If you've ever wondered where the cool kids are going for lunch, this is it: take a French bakery, add a touch of Vietnam, a twinkle of Thailand, a shot of Campos Coffee and a liquor licence and you start to understand Taste's appeal.
At lunchtime locals form haphazard queues for fresh vegetable and noodle salads, or batons of house-baked baguettes (white, whole meal and rye) stuffed with daisy-fresh salads and smatterings of roasted meat. The Vietnamese baguette with its lick of lemon chive mayo, smear of pate and pork, pickled carrots, cucumber, onion, coriander and soy sauce and chillies, is called a classic on the menu for a reason. The grilled lemongrass chicken baguette has a clique of its own, courtesy of its combination of sweet and sticky chicken, tomato, mixed lettuce, rocket, snow pea sprouts, lemon chive mayo, and a squirt of olive basil oil. Those in the know add fresh coriander, get in early and sharpen their elbows.

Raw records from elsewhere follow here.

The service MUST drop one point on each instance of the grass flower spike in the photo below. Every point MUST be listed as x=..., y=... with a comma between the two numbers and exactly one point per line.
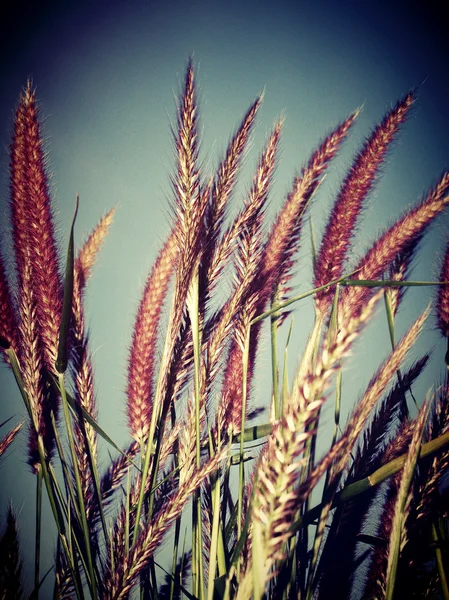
x=243, y=509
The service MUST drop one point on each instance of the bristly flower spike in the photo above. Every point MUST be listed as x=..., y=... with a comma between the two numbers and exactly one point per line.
x=358, y=183
x=406, y=232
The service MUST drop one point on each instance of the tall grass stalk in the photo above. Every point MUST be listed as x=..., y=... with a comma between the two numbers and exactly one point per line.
x=268, y=511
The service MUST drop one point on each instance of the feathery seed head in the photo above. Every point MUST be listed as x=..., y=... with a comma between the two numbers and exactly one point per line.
x=349, y=203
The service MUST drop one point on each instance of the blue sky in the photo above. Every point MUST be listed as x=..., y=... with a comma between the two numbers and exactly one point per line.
x=107, y=74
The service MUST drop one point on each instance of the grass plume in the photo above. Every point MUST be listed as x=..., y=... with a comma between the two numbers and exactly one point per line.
x=255, y=533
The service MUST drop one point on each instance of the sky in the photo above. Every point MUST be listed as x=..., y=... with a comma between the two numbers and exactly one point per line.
x=107, y=74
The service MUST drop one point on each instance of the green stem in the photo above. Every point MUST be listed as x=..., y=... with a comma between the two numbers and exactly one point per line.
x=81, y=506
x=37, y=552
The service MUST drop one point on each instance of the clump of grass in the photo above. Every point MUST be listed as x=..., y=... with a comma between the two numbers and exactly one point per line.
x=255, y=533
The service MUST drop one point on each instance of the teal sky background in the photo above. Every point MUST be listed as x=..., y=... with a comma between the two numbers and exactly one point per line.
x=107, y=74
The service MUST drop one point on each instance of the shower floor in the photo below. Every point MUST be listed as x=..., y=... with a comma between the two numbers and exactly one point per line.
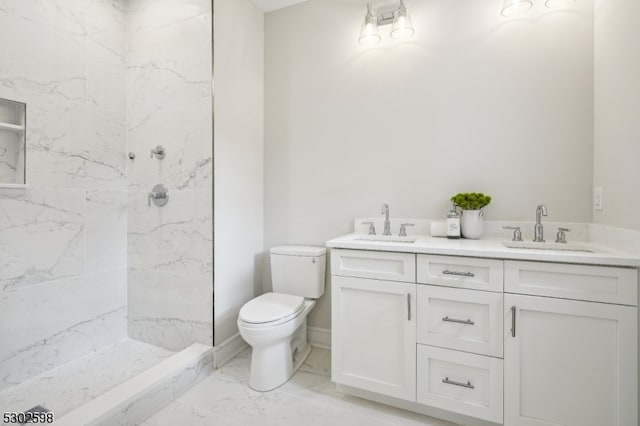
x=71, y=385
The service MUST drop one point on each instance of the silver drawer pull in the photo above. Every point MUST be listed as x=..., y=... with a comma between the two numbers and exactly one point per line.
x=468, y=322
x=467, y=385
x=459, y=274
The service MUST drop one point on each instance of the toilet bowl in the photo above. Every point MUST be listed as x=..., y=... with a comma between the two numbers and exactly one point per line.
x=275, y=324
x=279, y=346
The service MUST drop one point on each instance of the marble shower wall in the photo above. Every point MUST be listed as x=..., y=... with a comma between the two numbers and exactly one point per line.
x=169, y=98
x=63, y=240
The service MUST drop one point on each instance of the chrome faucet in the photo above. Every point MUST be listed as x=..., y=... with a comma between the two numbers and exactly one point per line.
x=387, y=223
x=538, y=232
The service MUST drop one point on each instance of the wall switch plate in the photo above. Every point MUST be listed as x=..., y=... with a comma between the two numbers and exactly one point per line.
x=597, y=199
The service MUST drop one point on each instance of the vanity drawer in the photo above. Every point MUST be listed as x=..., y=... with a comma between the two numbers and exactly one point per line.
x=568, y=281
x=460, y=382
x=464, y=272
x=467, y=320
x=380, y=265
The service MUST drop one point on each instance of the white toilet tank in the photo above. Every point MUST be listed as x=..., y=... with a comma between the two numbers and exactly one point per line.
x=298, y=270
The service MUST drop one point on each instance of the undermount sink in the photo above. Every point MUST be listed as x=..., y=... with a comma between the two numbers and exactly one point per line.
x=386, y=239
x=548, y=246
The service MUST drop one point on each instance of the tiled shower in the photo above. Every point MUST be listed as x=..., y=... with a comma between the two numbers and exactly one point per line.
x=85, y=262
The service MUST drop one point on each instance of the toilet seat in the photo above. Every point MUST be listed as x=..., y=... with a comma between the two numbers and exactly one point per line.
x=271, y=309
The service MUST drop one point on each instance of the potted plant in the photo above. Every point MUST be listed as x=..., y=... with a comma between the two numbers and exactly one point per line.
x=471, y=203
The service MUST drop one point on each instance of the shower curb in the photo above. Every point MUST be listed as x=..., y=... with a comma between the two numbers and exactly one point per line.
x=141, y=396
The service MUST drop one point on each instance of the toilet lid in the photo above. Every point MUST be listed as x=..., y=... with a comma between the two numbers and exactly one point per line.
x=271, y=307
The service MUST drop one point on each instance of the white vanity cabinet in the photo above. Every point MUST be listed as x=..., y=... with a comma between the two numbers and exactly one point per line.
x=570, y=362
x=484, y=341
x=374, y=327
x=459, y=335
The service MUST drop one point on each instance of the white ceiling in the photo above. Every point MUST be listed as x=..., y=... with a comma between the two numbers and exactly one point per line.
x=269, y=5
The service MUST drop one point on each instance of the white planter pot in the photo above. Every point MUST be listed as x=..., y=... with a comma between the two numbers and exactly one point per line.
x=471, y=224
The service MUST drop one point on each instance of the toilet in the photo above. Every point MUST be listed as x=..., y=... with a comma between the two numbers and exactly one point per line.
x=275, y=324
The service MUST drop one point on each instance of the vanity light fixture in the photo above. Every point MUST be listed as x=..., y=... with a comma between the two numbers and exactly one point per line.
x=401, y=28
x=513, y=8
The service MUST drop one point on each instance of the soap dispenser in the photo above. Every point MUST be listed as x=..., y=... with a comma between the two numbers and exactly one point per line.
x=453, y=223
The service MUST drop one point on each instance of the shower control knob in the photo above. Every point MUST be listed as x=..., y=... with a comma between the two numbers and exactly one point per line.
x=159, y=195
x=159, y=152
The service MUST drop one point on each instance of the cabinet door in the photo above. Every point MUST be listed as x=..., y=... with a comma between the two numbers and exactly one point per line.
x=570, y=363
x=373, y=338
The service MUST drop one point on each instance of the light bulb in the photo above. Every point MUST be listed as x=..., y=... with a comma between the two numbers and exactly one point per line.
x=512, y=8
x=402, y=26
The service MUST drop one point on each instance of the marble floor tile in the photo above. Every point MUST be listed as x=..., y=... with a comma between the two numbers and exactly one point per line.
x=309, y=398
x=75, y=383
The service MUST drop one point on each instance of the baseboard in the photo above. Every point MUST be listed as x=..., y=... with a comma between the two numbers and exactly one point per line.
x=319, y=337
x=228, y=349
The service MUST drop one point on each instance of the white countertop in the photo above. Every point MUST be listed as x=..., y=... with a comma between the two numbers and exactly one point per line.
x=489, y=248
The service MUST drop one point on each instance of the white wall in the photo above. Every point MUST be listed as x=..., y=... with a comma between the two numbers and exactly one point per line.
x=238, y=159
x=169, y=101
x=63, y=240
x=474, y=102
x=617, y=112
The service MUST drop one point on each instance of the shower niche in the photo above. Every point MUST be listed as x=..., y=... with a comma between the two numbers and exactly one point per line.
x=13, y=130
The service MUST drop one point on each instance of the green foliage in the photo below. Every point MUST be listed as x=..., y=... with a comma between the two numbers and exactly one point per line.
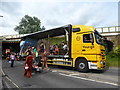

If you're tempted to eat in you can try and score one of the 120 seats, perhaps by the water feature in the courtyard, and choose from a menu that includes green papaya salad, a curry of the day, and local beers. If you can't quite find your way up the hill from Central Station or down from Crown Street never fear; Taste has a sister restaurant in the city at Sussex Lane.